Les choses se compliquent lorsqu’elle poursuit sa scolarité au collège Sacré Cœur de Taravao.  

« Au collège, je suis devenue très solitaire. Pendant les récréations, je ne pouvais pas participer aux jeux comme les autres élèves. J’adorais le football mais les autres m’interdisaient toujours de jouer au ballon. Je n’aimais pas parler de ces interdictions. J’avais une amie proche en sixième. Elle a finalement demandé à notre délégué de classe de me dire qu’elle ne voulait plus passer de temps avec moi..  »

S’ÉVADER EN DESSINANT DES CHOSES QU’ELLE NE VOIE PAS

Kawe se rend alors à la bibliothèque pour s’isoler la majeure partie du temps. C’est notamment là qu’elle passe son temps à dessiner.

« Mes parents trouvent que mon attirance pour le dessin à l’école maternelle est restée intacte jusqu’à aujourd’hui. J’avais juste des idées en tête. J’imaginais beaucoup le monde en fait. J’avais envie de dessiner les choses que je ne voyais pas. Je dessinais beaucoup de mangas ainsi que des paysages avec des cascades, des montagnes, des cocotiers, des bords de mer, … Je passais donc mon temps à dessiner à l’époque. Il a d’ailleurs été écrit une fois dans mon carnet scolaire que je rêvais trop.  »

PRÉOCCUPÉE PAR DES QUESTIONS EXISTENTIELLES

La jeune vahine se rappelle sa classe de troisième comme l’un de ses meilleurs souvenirs. C’était l’année où elle s’était faite le plus d’amis. Elle se retrouve malheureusement une nouvelle fois isolée en intégrant le lycée Sacré-Cœur de Taravao.

« Je me suis retrouvée avec des gens avec qui je ne parlais pas. C’était souvent dû au fait de ne pas avoir les mêmes centres d’intérêts et les mêmes inquiétudes que les autres. En gros, je me posais des questions existentielles. Je me demandais par exemple si j’allais perdre la vie le lendemain ou ce que je ferais si je perdais la vue.

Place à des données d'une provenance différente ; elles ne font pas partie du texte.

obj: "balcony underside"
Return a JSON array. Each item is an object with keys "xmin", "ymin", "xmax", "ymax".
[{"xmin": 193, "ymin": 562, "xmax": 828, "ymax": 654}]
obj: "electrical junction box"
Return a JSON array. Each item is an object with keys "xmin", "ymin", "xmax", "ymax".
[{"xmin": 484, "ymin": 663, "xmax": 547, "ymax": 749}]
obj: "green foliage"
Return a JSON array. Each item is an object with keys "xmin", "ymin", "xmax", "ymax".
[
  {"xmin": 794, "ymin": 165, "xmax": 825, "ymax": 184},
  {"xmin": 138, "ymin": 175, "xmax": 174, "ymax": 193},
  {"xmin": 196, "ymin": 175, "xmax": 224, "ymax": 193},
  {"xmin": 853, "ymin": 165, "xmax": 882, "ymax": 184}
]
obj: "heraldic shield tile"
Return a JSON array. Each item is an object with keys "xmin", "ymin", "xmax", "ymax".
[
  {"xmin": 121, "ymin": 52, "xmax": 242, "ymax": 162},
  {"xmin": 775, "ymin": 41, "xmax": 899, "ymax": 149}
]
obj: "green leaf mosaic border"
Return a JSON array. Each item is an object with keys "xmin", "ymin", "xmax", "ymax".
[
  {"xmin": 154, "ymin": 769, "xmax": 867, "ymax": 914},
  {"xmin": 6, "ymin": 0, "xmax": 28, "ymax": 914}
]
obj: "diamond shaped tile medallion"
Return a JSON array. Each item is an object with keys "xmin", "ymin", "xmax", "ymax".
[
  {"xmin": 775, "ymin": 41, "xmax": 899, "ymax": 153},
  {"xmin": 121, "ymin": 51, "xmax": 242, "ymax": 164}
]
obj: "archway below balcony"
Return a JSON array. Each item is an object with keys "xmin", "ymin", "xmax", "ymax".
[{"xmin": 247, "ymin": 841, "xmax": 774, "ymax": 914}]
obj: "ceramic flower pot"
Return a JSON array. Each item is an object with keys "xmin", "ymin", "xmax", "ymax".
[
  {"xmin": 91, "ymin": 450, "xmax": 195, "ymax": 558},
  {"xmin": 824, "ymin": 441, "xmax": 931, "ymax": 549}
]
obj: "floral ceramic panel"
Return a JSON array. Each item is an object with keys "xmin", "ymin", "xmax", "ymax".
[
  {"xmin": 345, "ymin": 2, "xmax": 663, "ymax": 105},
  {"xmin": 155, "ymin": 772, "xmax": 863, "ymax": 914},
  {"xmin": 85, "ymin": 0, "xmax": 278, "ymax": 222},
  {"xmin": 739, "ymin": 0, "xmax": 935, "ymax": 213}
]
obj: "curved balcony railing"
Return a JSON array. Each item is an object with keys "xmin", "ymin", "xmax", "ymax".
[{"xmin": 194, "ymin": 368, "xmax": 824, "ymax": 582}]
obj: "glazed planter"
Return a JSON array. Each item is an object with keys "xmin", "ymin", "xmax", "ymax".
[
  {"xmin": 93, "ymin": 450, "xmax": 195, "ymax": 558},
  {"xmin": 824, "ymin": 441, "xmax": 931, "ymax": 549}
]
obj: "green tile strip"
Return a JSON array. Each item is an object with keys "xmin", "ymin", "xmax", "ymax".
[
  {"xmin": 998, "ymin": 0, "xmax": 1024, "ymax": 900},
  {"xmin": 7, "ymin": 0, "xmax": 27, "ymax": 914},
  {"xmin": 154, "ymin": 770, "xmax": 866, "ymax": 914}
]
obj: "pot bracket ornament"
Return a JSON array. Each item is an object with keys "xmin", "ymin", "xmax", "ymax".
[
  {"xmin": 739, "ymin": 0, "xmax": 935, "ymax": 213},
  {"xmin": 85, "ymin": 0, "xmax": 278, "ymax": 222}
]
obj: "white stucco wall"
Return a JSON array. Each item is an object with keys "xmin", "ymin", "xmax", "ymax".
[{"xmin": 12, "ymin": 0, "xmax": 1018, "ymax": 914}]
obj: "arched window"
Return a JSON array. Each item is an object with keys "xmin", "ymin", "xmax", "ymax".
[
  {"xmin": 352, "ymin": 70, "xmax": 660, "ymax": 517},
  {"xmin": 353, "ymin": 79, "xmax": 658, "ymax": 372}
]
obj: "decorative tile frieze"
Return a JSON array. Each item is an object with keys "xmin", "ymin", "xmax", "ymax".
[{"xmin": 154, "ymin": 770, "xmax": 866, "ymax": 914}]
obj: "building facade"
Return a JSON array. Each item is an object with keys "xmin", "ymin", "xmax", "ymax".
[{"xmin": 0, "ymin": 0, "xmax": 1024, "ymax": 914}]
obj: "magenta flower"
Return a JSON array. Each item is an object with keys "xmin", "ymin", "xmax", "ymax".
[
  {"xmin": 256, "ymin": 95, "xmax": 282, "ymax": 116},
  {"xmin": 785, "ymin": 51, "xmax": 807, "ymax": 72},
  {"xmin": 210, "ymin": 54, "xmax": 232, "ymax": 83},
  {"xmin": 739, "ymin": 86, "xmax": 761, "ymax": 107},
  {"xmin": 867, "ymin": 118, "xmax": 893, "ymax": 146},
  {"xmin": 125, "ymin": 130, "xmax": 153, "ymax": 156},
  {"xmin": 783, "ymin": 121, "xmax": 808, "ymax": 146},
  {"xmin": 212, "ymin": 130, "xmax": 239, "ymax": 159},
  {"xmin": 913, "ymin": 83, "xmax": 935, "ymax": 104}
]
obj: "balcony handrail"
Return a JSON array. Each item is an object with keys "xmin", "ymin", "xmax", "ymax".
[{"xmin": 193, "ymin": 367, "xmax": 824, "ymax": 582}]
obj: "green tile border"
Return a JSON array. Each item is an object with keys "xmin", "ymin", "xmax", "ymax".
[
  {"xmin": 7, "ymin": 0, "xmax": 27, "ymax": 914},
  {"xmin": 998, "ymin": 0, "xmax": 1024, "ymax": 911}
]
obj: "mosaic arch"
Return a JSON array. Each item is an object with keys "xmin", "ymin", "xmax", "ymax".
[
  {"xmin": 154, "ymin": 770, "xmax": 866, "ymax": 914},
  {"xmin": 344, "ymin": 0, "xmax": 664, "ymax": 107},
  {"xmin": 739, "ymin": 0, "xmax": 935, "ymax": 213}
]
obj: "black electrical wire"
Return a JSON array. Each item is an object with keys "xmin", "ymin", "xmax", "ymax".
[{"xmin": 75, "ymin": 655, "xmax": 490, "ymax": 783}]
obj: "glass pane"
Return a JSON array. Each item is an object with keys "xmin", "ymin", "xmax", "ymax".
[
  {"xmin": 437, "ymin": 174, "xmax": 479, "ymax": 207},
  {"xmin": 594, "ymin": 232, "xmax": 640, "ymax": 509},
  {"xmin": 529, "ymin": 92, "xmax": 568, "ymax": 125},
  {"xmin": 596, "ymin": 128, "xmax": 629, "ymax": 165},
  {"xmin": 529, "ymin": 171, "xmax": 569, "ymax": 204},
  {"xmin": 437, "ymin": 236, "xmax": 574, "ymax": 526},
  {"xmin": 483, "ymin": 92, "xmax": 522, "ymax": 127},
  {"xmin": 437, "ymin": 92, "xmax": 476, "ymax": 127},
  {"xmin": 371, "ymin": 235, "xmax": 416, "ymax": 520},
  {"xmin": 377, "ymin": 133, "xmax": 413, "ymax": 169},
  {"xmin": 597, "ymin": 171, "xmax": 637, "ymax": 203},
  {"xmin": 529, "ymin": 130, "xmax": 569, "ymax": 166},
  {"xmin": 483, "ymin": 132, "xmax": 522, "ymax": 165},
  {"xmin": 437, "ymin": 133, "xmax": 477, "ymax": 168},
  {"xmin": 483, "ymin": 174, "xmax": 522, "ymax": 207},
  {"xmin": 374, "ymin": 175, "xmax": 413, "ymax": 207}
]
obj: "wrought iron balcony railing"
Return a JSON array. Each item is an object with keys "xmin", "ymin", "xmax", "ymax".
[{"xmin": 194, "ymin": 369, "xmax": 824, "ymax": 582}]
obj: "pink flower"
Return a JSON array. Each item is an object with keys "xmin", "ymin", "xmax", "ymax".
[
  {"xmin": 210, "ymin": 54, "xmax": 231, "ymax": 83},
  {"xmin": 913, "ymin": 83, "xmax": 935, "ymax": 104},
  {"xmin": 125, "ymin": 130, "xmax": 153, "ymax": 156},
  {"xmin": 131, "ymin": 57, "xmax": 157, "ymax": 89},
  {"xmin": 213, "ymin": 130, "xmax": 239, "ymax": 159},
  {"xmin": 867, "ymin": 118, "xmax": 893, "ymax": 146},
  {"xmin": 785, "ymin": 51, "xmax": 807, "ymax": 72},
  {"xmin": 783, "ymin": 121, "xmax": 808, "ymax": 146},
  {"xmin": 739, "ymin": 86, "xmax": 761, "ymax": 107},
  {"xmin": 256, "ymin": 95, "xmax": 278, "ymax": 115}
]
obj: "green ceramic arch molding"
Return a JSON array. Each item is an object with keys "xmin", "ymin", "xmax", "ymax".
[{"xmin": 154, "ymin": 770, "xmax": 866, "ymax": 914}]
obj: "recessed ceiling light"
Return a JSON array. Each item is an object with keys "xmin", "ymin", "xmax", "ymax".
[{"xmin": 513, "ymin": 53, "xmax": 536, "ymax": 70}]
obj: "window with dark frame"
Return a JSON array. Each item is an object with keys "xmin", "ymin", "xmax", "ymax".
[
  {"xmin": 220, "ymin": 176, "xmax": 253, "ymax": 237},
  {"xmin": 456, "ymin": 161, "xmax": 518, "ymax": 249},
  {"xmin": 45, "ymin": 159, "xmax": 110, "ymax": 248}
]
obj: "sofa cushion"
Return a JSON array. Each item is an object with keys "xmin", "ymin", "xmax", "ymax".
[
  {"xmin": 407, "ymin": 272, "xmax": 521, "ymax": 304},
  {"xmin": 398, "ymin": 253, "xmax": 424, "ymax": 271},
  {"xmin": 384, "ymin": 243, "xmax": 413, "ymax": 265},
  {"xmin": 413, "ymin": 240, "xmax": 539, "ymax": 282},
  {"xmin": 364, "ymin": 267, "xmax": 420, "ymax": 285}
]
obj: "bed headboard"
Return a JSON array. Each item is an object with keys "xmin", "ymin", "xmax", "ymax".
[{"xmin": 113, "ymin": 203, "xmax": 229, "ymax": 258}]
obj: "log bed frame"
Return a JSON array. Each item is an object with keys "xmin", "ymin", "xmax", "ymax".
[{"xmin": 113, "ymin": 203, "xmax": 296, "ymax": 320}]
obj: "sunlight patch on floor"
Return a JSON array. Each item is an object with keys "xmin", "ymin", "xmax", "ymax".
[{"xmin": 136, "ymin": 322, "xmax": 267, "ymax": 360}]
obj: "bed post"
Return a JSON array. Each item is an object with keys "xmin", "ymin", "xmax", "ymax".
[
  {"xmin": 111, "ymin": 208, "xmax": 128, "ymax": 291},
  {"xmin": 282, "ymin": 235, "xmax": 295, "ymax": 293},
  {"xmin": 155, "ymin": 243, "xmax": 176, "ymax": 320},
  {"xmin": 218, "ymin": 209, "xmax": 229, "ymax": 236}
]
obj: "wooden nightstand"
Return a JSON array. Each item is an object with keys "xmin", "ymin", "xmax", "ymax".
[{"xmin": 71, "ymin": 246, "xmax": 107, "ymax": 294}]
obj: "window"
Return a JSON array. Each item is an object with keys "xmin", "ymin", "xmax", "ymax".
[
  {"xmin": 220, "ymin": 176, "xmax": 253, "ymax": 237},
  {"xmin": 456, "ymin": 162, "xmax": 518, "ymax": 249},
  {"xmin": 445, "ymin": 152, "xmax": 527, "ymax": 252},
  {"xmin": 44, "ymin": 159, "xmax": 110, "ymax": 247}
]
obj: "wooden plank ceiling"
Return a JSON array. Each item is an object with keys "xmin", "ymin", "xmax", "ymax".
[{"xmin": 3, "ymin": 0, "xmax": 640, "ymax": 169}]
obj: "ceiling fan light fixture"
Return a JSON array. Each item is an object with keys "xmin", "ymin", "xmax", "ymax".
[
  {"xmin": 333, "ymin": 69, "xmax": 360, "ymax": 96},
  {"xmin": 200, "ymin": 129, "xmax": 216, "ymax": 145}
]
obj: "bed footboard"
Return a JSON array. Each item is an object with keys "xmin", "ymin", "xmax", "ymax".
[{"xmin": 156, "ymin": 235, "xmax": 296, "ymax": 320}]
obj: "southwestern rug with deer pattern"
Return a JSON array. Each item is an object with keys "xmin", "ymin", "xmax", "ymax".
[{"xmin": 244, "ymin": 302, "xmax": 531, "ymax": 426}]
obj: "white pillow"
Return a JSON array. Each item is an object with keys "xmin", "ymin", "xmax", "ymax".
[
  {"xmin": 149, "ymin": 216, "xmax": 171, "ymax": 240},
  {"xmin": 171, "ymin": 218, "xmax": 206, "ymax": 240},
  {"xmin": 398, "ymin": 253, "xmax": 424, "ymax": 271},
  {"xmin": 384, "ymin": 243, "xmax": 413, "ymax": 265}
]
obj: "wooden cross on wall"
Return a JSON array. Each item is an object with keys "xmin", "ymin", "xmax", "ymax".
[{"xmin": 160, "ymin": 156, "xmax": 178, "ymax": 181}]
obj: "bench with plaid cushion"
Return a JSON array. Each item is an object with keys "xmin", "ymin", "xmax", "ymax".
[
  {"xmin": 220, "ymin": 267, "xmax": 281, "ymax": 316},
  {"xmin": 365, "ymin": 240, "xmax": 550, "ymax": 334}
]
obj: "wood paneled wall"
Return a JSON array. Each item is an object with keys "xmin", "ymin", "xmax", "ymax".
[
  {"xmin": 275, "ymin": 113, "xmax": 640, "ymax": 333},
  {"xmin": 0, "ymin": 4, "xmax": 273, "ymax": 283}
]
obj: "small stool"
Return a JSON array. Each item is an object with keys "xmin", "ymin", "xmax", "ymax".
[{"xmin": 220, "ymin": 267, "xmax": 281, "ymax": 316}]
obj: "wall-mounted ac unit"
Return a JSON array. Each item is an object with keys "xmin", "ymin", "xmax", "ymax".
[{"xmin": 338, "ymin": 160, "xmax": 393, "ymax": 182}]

Je me projetais aussi sur mon avenir professionnel en me demandant si j’allais pouvoir trouver du travail plus tard.  »

L’ÉPANOUISSEMENT À L’UNIVERSITÉ

Bien qu’elle avoue ne pas avoir été une grande bosseuse, Kawe décroche un baccalauréat scientifique en 2017 et décide ensuite de poursuivre en licence Sciences de la Vie et de la Terre à l’Université de la Polynésie Française. C’était aussi l’occasion pour elle d’étudier dans un nouvel établissement et de rencontrer de nouvelles personnes.

« La seule difficulté que j’avais à la fac était de travailler au laboratoire. Il m’était difficile par exemple de lire une mesure sur une éprouvette graduée. A part ça, j’avais beaucoup d’amis. Dès le premier jour, j’ai eu envie de connaitre tout le monde dans la classe. J’avais un logement dans le campus de l’université. »

EXERCER LE MÉTIER DE KINÉSITHÉRAPEUTE

Après l’obtention de son diplôme en 2021, Kawe prend une année sabbatique puis s’envole en l’hexagone pour étudier la kinésithérapie, choix qui s’explique par la possibilité de continuer à exercer cette profession si elle venait à perdre totalement la vue. Elle souhaite se spécialiser plus tard dans la kinésithérapie pédiatrique ou dans le sport de haut niveau puis revenir travailler au fenua. 

Malgré une enfance difficile, Kawe a toujours été soutenue par sa famille et ses proches. Parmi ses meilleurs souvenirs d’enfance, elle retiendra les très bons moments passés à l’école avec ses deux meilleures amies : Poehere Faveau et Hanaley Natua.